Traditional, siloed education processes may not effectively teach clinicians how to function in today’s model of team-based care. Successful teams depend upon both the skills of the leader and those of the members. Knowing how to fit into a team and how to leverage support from it helps health care professionals feel less isolated and frustrated. The development of communication and collaboration skills is essential to establish effective teams and maintain healthy work environments.

 Clinical and Technical

Technological advances have led to improved tools for learning, communication, data gathering, organization, real-time patient monitoring and record keeping. Conversely, technology has also led to a disruption of traditional routines, more time spent at screens, the expectation of faster work pace, and potential overexposure to information. These aspects of technology can make the health care professionals feel distanced from both patients and colleagues.

The same new communication tools that allow health care professionals the flexibility to perform documentation from home may also be new sources of stress. “Work after work” does not allow clinicians to fully separate from their jobs so that they can rest and renew in an emotionally calm and safe home environment.

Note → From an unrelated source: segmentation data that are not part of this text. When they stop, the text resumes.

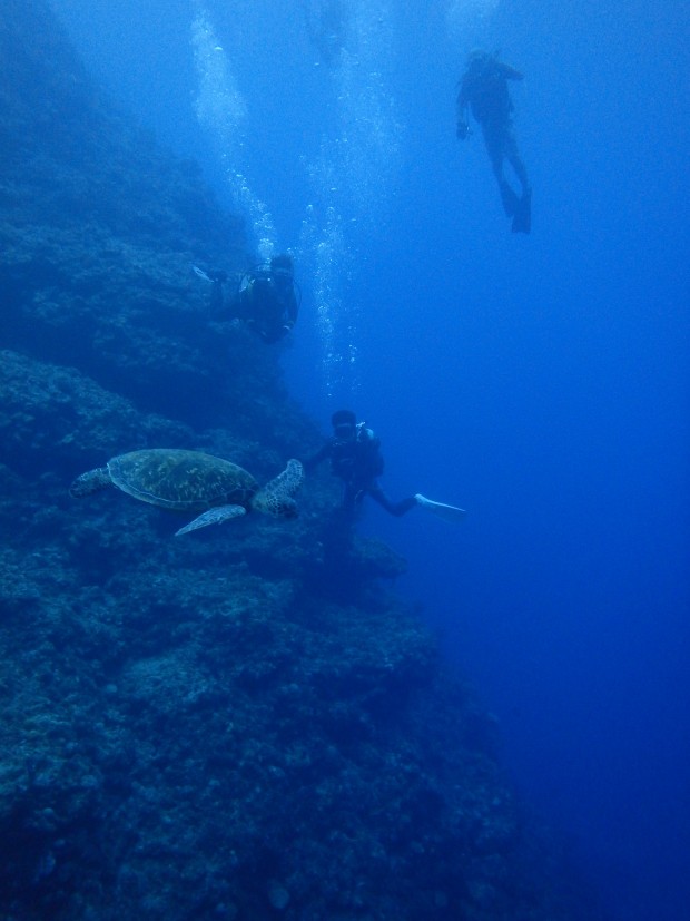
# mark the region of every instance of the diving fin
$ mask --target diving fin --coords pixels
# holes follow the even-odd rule
[[[444,521],[455,523],[456,521],[462,521],[467,513],[464,509],[459,509],[456,506],[446,506],[444,502],[433,502],[420,492],[417,492],[414,498],[417,500],[417,506],[422,506],[423,509],[437,515],[438,518],[443,518]]]
[[[532,189],[529,188],[523,193],[522,198],[518,202],[515,214],[513,216],[514,234],[529,234],[532,229]]]

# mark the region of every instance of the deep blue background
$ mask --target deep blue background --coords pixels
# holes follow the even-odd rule
[[[339,404],[376,429],[392,496],[470,511],[453,529],[372,507],[363,528],[408,557],[401,588],[424,602],[499,716],[518,784],[619,917],[684,921],[687,4],[343,0],[366,38],[347,86],[391,104],[388,172],[356,134],[371,94],[338,98],[297,0],[53,4],[112,96],[198,157],[231,205],[228,163],[194,109],[190,23],[207,10],[247,105],[229,165],[268,206],[278,248],[298,255],[305,303],[284,359],[295,396],[324,430]],[[526,75],[514,98],[530,237],[509,231],[480,136],[454,137],[455,81],[477,43]],[[343,124],[361,147],[347,176]],[[306,175],[324,138],[337,193]],[[319,303],[310,284],[302,226],[319,196],[352,257],[342,303]],[[336,351],[356,350],[344,374],[324,359],[317,316],[338,304]]]

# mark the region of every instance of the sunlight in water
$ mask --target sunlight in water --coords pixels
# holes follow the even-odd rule
[[[195,105],[197,118],[218,148],[233,200],[254,229],[260,258],[267,259],[275,249],[273,219],[239,168],[247,104],[237,86],[228,55],[216,37],[208,13],[200,6],[191,23],[191,45],[199,81]]]

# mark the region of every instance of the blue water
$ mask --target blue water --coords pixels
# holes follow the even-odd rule
[[[394,498],[469,509],[453,529],[372,506],[362,528],[410,559],[398,588],[497,715],[518,786],[615,917],[683,921],[687,6],[52,1],[256,253],[295,253],[295,398],[324,431],[341,405],[367,420]],[[479,134],[454,136],[477,45],[525,74],[531,236]]]

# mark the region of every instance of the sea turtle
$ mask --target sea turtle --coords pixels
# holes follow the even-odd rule
[[[298,460],[289,460],[286,469],[263,489],[250,473],[236,463],[178,448],[149,448],[118,454],[106,467],[77,477],[70,496],[88,496],[116,486],[142,502],[161,509],[203,512],[176,537],[207,525],[220,525],[250,509],[276,518],[295,518],[294,496],[302,484],[304,470]]]

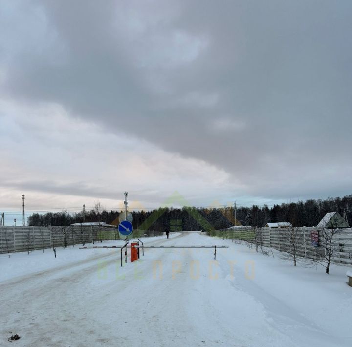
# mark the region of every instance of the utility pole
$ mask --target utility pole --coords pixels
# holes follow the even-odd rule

Clinical technology rapidly evolves, which results in equipment and software upgrades that require continual learning. This can make workers feel unable to keep up, anxious and uncertain. When it comes to resiliency in the face of technological flux, an individual’s outlook is pivotal. Workers who perceive technology as a threat, rather than as a helpful tool, are more likely to suffer burnout.

 Overall, multidimensional interventions, which take into consideration the clinical skills and interpersonal abilities of health care professionals, are most likely to help prevent clinician burnout and support resilience across the span of clinicians’ careers.

Bottom Line

While organizations play a critical role in systematically implementing strategies to reverse burnout and promote well-being, individual strategies, like practicing mindfulness, also show promise is helping clinicians manage stress and build resilience, manifesting in better patient care.